Blathers the LeRant:
Human rights commissions are a relatively new creation, formed in the 1960s and 1970s for political reasons, not legal reasons. The main issues that these commissions were created to address -- such as racial discrimination in rental housing and employment -- were already covered by established landlord and tenant law, as well as labour and employment law. The commissions were supposed to be an informal, sympathetic forum for vulnerable people who needed extra help; and commissions were limited to dispensing a few thousand dollars.
No, Ezra, you are completely wrong in that regard. The legislation that substantiates the Human Rights Commissions in Canada are mysteriously called "Human Rights Legislation". Discrimination can take many forms, and some of them can be quite subtle and insidious, others are more blatant.
The most common cases seem to be employees quitting over squabbles with other staff -- a female backhoe operator claimed her rights as a woman were violated for being called "honey" and other locker-room talk on a construction site
That backhoe operator has a name, and her coworkers should be using it out of basic decency. Names like "honey" have their place and purpose, but it's not in the workplace. In the workplace, it is condescending, crude and inappropriate...even if the person uttering it is married to the other. Using a name like that in a workplace of that nature can set the stage for dehumanizing the individual whom it is directed at. Sorry Ezra, that's an amazingly bad example.
Sure enough, Ezra has to wade into the Boissoin issue:
The commission's one-woman panel--a divorce lawyer with no expertise in constitutional rights -- ruled that "the publication's exposure of homosexuals to hatred and contempt trumps the freedom of speech afforded in the Charter." That was it: Freedom of speech, and of the press, and religion, all of which are called "fundamental freedoms" in our Constitution, now come second to the newly discovered right of a thin-skinned bystander not to be offended.
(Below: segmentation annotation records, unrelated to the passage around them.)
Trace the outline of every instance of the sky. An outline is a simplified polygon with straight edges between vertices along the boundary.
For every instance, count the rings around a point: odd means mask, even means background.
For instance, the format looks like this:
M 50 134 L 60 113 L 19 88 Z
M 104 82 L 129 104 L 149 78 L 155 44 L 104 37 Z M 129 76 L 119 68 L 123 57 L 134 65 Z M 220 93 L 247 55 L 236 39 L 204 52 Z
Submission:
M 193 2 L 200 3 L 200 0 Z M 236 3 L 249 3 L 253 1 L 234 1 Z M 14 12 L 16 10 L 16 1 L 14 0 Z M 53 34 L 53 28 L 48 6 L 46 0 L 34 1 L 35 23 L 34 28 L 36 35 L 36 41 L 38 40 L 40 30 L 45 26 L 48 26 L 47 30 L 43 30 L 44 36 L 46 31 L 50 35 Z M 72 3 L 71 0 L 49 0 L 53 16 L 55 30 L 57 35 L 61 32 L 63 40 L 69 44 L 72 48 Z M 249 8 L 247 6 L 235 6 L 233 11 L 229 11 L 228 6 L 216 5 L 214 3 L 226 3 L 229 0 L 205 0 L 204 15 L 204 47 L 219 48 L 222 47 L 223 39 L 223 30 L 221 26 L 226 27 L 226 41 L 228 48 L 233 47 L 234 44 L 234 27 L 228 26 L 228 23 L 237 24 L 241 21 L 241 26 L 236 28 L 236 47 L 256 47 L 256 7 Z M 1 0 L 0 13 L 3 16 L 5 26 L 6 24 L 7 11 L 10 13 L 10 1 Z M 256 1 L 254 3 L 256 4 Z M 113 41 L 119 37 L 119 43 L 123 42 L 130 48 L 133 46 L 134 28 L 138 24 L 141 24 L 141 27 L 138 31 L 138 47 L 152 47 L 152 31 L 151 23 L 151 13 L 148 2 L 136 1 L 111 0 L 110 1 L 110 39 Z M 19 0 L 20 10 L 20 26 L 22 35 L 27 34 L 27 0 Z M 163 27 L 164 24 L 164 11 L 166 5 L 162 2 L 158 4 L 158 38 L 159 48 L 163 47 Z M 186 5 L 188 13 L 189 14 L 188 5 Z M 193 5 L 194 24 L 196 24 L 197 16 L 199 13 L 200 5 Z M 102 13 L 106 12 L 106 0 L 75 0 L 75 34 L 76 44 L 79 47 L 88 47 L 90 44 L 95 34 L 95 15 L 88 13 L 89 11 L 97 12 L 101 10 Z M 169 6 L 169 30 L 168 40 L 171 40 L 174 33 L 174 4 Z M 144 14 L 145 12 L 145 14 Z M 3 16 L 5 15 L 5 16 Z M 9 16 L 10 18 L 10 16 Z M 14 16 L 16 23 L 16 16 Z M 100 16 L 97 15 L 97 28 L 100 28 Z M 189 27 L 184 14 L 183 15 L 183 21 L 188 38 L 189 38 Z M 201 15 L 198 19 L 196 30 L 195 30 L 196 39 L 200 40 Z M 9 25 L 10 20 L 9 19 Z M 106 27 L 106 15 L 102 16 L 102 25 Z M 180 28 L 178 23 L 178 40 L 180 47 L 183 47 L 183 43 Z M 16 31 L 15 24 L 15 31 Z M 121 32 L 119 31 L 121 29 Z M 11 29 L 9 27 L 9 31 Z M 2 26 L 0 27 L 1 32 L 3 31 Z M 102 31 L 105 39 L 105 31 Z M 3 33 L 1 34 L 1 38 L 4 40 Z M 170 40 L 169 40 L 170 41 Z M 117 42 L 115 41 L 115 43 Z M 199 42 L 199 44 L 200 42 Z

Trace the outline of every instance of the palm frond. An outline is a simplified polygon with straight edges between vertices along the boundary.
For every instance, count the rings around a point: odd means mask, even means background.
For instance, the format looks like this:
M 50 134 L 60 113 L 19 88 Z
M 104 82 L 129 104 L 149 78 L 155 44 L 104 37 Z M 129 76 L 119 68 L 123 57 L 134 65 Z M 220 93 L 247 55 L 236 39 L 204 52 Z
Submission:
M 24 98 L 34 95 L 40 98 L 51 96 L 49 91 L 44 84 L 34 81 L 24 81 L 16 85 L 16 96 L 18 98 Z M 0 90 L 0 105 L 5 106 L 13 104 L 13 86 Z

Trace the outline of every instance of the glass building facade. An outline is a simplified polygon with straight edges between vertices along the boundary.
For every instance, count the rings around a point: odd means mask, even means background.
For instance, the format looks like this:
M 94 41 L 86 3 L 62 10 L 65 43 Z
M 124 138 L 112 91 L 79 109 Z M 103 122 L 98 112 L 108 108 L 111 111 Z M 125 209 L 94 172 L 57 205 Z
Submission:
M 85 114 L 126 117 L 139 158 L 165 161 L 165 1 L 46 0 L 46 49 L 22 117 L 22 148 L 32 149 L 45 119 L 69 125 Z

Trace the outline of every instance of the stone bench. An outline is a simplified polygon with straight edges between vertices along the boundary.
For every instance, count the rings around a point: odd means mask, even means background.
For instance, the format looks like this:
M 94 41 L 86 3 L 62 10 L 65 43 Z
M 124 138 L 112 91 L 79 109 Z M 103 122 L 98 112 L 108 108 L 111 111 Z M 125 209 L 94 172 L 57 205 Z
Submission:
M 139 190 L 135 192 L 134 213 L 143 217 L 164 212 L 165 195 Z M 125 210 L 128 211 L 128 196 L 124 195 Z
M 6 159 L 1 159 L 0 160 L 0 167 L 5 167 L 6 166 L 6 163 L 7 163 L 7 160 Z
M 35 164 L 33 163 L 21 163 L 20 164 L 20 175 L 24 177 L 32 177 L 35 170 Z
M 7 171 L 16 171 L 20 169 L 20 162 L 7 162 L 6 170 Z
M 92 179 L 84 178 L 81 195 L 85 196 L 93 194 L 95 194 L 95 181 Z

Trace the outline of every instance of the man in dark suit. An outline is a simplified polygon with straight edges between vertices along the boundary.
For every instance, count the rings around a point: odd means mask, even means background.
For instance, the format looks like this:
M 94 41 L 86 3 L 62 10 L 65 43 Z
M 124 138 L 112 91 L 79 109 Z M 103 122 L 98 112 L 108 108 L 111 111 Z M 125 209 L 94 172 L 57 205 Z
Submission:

Sorry Ezra, but it's pretty clear that Ms. Andreachuk knows what she was talking about. She grounded her opinion quite nicely in precedent and reasoning. I'm appalled that a man who is supposedly a lawyer himself is so crude as to attempt to challenge her credentials simply because she came to a conclusion that Mr. Levant doesn't like.
The Oakes Test was named after David Oakes, a man charged with trafficking of hash oil, who beat the rap using the Charter. Accused drug dealers get the benefit of the Constitution, but not accused pastors.
Again, like Mr. Hannaford, Levant makes a gross mischaracterization of the situation regarding Boissoin. The AHRC ruling on Boissoin is quite clear why Boissoin's "letter" steps over a reasonable line. (Declarations of war always go so well, don't they?)
Mr. Hannaford I expect more from - Ezra simply keeps demonstrating to us that he's an utter loon. At least the Sun has had the relative smarts to quit publishing his tirades in the weeks since he blamed a tragic accident on someone wearing what he thought was a hijab - apparently the National Post's editors haven't heard why Ezra's tirades don't deserve the time of day in print.